A Game Theoretic Macroscopic Model of Bypassing at Traffic Diverges with Applications to Mixed Autonomy Networks

TL;DR

This paper introduces a macroscopic game-theoretic model for vehicle bypassing at traffic diverges, capturing selfish lane choices via Wardrop equilibrium, and demonstrates its effectiveness through validation and potential applications in mixed autonomy networks.

Contribution

It develops a novel macroscopic model based on Wardrop equilibrium for predicting bypassing behavior at traffic diverges, including existence, uniqueness, and calibration methods.

Findings

Model accurately predicts lane change maneuvers in simulations.

Equilibrium is proven to exist and be unique under mild conditions.
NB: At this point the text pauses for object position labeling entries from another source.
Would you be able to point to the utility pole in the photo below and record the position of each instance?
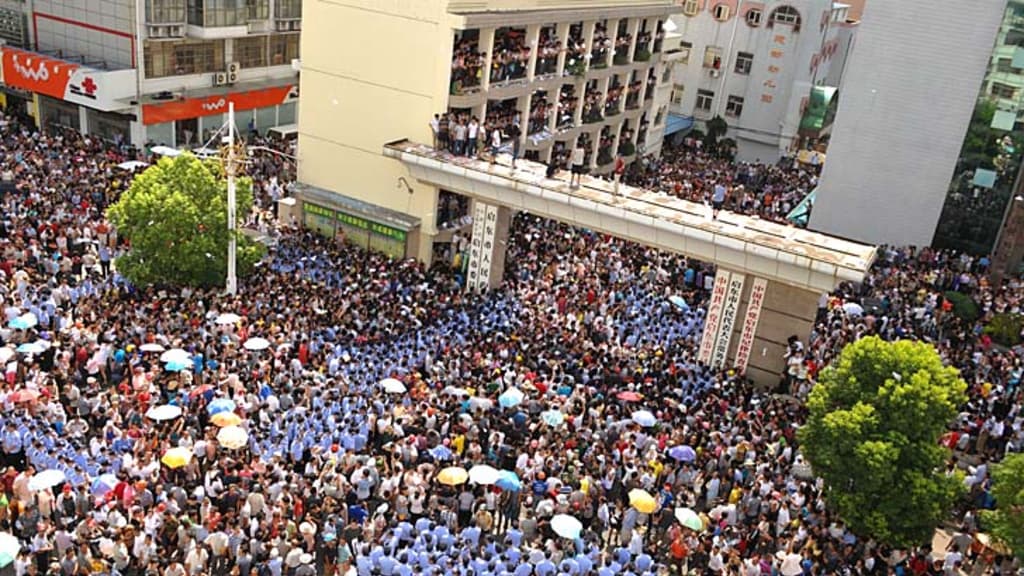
(230, 167)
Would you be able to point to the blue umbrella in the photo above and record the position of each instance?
(679, 302)
(177, 365)
(552, 417)
(682, 453)
(510, 398)
(31, 347)
(220, 405)
(440, 453)
(508, 481)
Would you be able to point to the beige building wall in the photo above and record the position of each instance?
(375, 71)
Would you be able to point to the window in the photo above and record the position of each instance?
(288, 9)
(785, 14)
(713, 57)
(754, 16)
(258, 9)
(165, 11)
(677, 94)
(1001, 90)
(284, 48)
(744, 60)
(734, 106)
(685, 48)
(705, 100)
(1006, 66)
(176, 58)
(251, 51)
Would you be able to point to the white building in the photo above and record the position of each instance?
(904, 111)
(755, 65)
(160, 71)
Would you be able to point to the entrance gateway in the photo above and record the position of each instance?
(770, 277)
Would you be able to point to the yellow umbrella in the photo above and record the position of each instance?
(453, 476)
(176, 457)
(225, 419)
(642, 501)
(232, 437)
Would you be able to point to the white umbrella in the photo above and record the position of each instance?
(166, 151)
(232, 437)
(853, 309)
(256, 343)
(175, 355)
(566, 526)
(165, 412)
(483, 475)
(392, 385)
(45, 479)
(132, 165)
(9, 548)
(226, 319)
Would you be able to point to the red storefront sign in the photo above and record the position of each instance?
(159, 113)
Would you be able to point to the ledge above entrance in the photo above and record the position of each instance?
(793, 256)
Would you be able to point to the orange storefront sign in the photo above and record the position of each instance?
(159, 113)
(37, 73)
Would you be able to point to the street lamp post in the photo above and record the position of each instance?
(231, 166)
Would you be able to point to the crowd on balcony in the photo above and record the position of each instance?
(467, 66)
(511, 56)
(768, 191)
(548, 49)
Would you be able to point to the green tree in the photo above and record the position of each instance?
(876, 417)
(1006, 523)
(175, 217)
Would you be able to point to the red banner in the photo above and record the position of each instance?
(159, 113)
(37, 73)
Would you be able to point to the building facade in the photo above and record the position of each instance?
(762, 67)
(898, 138)
(153, 71)
(588, 72)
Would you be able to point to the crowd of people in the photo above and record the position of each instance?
(768, 191)
(346, 413)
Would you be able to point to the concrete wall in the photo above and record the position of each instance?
(98, 30)
(359, 92)
(911, 83)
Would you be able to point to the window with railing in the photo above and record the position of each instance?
(165, 11)
(258, 9)
(251, 51)
(284, 48)
(176, 58)
(288, 9)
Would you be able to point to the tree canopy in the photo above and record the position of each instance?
(876, 418)
(1007, 521)
(175, 217)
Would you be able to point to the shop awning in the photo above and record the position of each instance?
(816, 113)
(678, 123)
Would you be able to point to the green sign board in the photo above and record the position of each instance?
(358, 222)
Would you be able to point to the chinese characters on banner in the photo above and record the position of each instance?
(751, 323)
(714, 315)
(729, 313)
(476, 246)
(481, 246)
(487, 247)
(776, 54)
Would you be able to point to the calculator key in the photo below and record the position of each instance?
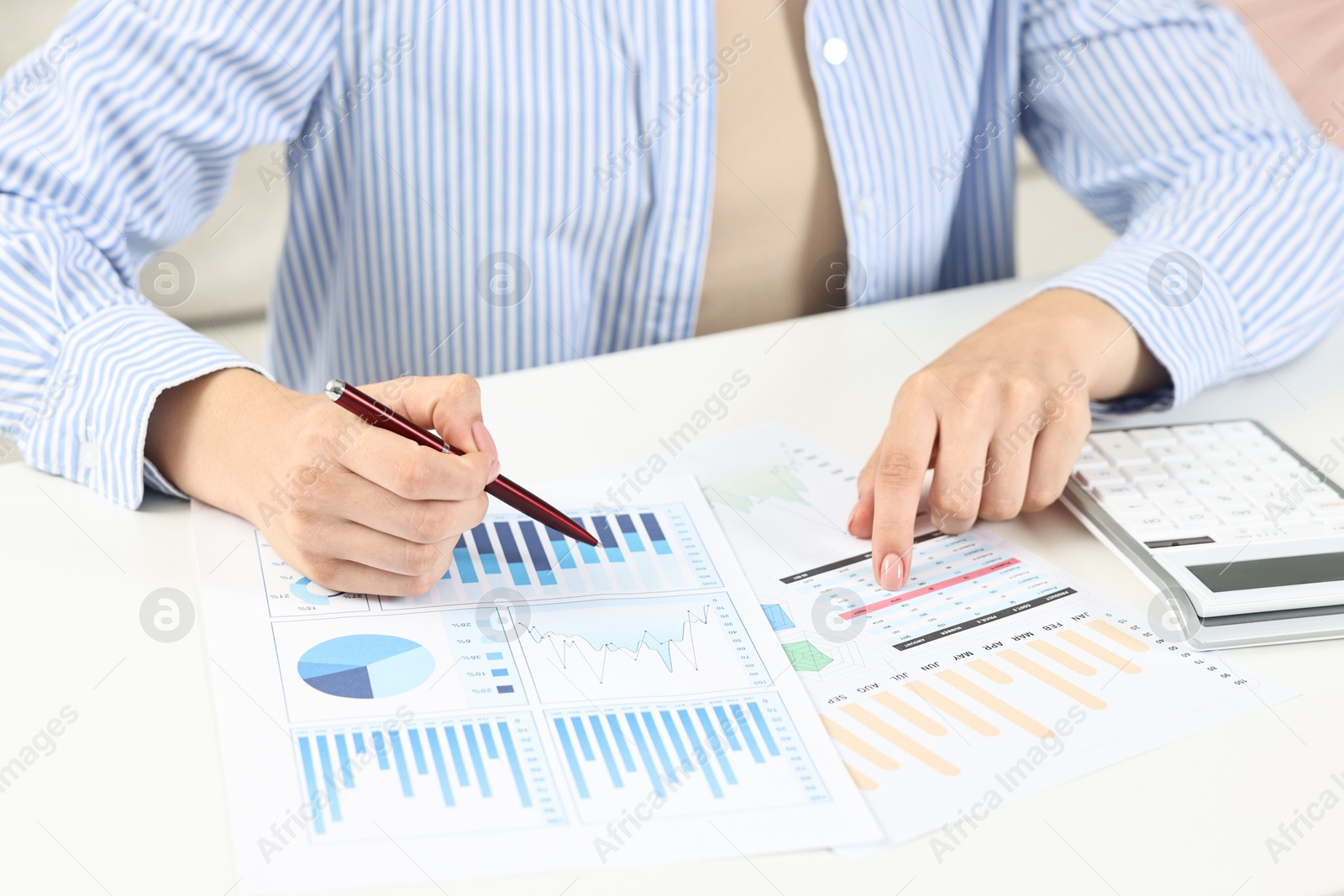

Model can be used to optimize and control traffic flow with autonomous vehicles.

Abstract

Vehicle bypassing is known to negatively affect delays at traffic diverges. However, due to the complexities of this phenomenon, accurate and yet simple models of such lane change maneuvers are hard to develop. In this work, we present a macroscopic model for predicting the number of vehicles that bypass at a traffic diverge. We take into account the selfishness of vehicles in selecting their lanes; every vehicle selects lanes such that its own cost is minimized. We discuss how we model the costs experienced by the vehicles. Then, taking into account the selfish behavior of the vehicles, we model the lane choice of vehicles at a traffic diverge as a Wardrop equilibrium. We state and prove the properties of Wardrop equilibrium in our model. We show that there always exists an equilibrium for our model. Moreover, unlike most nonlinear asymmetrical routing games, we prove that the equilibrium is unique under mild assumptions. We discuss how our model can be easily calibrated by running a simple optimization problem. Using our calibrated model, we validate it through simulation studies and demonstrate that our model successfully predicts the aggregate lane change maneuvers that are performed by vehicles for bypassing at a traffic diverge. We further discuss how our model can be employed to obtain the optimal lane choice behavior of the vehicles, where the social or total cost of vehicles is minimized. Finally, we demonstrate how our model can be utilized in scenarios where a central authority can dictate the lane choice and trajectory of certain vehicles so as to increase the overall vehicle mobility at a traffic diverge. Examples of such scenarios include the case when both human driven and autonomous vehicles coexist in the network. We show how certain decisions of the central authority can affect the total delays in such scenarios via an example.